O fauvismo de Cartier-Bresson

O fauvismo, por muitos tido como “uma espécie de introdução ao cubismo”, nos dizeres de Sarah Whitfield, teve como principal representante Henri Matisse. Falar em cubismo, por sua vez, é visualizar Picasso e Les Demoiselles d’Avignon. A minha idéia inicial era postar a referida obra do espanhol irreverente e colocá-la ao lado de La Desserte, de Matisse, e tentar estabelecer um diálogo entre elas, já que estariam conceitualmente relacionadas. Mas, ainda contaminado pelas lembranças do ensaio de Susan Sontag, optei por colocar os duas fotos acima: Matisse (e suas pombas) fotografado por Cartier-Bresson; Picasso (e seu filho) pelas lentes de Robert Capa. As fotos dizem alguma coisa?

Diante da dor de Goya

Poucos intelectuais tiveram a integridade e a imparcialidade, o compromisso com a “verdade”, como Susan Sontag. Lembrei-me dela em virtude da exposição das gravuras de Goya, no MASP, que vai até o dia 20 de maio. A capa da edição brasileira de ” Diante da dor dos outros” (Cia. das Letras, 107 páginas) é ilustrada por uma gravura de Goya, “Tampoco”(água-forte), prancha 36 de Los desastres de la guerra-veja acima. Em seu excelente ensaio, Sontag descreve o produto da invenção de Daguerre como genuína fonte de alquimia – “As fotos objetificam: transformam um fato ou uma pessoa em algo que se pode possuir. E as fotos são uma espécie de alquimia, a despeito de serem tão elogiadas como registros transparentes da realidade”. Mais adiante, ela consegue a proeza de sintetizar a nossa era em poucas palavras, o que Carpeaux conseguira tempos antes em várias páginas, mas não sem menos brilho (“A época ótica”, 1966): “Lembrar, cada vez mais, não é recordar uma história, e sim ser capaz de evocar uma imagem”. Vá correndo ao MASP.

O espectador como ator

“A arte torna-se uma generalidade, um processo antes de mais nada existencial e, conseqüentemente, filosófico”. Vilém Flusser (Praga,1920-São Paulo,1992).

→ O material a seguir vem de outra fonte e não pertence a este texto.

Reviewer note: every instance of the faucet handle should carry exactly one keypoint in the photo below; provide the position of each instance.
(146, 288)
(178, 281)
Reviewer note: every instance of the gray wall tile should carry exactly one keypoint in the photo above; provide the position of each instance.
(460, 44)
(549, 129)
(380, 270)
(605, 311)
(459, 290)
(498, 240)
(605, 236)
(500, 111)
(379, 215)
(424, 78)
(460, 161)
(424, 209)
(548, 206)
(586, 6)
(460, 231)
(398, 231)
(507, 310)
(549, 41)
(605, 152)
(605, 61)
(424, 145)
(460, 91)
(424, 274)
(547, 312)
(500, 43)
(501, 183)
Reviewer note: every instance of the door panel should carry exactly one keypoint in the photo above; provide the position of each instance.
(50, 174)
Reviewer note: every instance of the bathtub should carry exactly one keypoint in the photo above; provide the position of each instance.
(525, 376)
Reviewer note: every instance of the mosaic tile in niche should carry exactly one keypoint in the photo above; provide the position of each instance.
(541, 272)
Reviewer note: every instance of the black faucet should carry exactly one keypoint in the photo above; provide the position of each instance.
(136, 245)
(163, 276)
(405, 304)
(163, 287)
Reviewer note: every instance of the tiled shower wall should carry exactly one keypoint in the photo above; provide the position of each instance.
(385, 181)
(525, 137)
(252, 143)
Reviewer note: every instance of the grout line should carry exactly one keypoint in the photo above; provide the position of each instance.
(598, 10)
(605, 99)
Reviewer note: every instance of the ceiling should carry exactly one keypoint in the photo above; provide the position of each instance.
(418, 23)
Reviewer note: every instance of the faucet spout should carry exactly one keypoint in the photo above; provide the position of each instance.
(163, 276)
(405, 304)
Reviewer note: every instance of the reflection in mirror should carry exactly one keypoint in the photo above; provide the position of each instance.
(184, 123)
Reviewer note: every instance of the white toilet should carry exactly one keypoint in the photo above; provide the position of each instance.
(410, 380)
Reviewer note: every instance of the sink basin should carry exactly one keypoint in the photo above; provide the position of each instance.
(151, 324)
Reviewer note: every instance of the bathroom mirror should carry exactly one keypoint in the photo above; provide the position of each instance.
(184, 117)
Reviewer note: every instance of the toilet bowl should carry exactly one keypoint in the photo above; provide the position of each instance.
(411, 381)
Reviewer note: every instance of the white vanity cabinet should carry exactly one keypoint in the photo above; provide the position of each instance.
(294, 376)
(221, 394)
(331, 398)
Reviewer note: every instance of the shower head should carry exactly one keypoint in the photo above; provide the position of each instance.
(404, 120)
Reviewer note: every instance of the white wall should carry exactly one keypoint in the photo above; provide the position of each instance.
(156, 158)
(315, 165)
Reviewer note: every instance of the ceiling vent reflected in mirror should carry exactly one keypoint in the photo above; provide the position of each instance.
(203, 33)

Poucas obras de arte exigem mais reflexão e são dotadas de tantos significados como Las Meninas, de Velásquez. Para quem quiser saber um pouco mais, recomendo “As palavras e as coisas “, de Michel Foucault. Só para instigar: divida o quadro a partir de uma linha diagonal que se inicie no canto superior direito; note que há um nítido predomínio de linha curvas na metade inferior direita, enquanto predominam as linhas retas na outra metade. Está iniciado o primeiro debate filosófico que a obra sugere…

Moacyr Scliar, ou…

Nunca viajem pela COPA Airlines. Esta foi a segunda vez que viajei pela tal companhia e, pela segunda vez também, tive problemas – atrasos, falta de tripulação, despreparo do pessoal de solo. Enquanto esperava, finalmente, pelo tão anunciado vôo, li uma entrevista de Moacyr Scliar, que falou sobre o seu novo livro, “O Texto, ou: a vida”, para a revista Cult. Gosto do jeito como Scliar escreve e acho “Saturno nos Trópicos” e “A paixão transformada” suas grandes obras. Como acabo de chegar da Colômbia, que se orgulha de ser mais lembrada por Gabo e a qualidade do café do que pelo narcotráfico e as FARC, com toda justiça, reproduzo aqui um fragmento de seu novo livro que fala do ofício de escritor: “Uma ocupação que não parece trabalho mobiliza arcaicos sentimentos de culpa; afinal, e ao menos no Ocidente, ainda vivemos sob a influência do bíblico ‘ganharás o pão com o suor do teu rosto’. Isso talvez explique um curioso ritual do Nobel Gabriel García Márquez. O escritor colombiano conta que, quando se senta para escrever, coloca sobre a mesa os mais variados objetos, lápis, tesoura, cola, borracha, grampeador – para se sentir como um operário”. Sim, um operário, que transpira para nos deleitar com a sua gran ópera.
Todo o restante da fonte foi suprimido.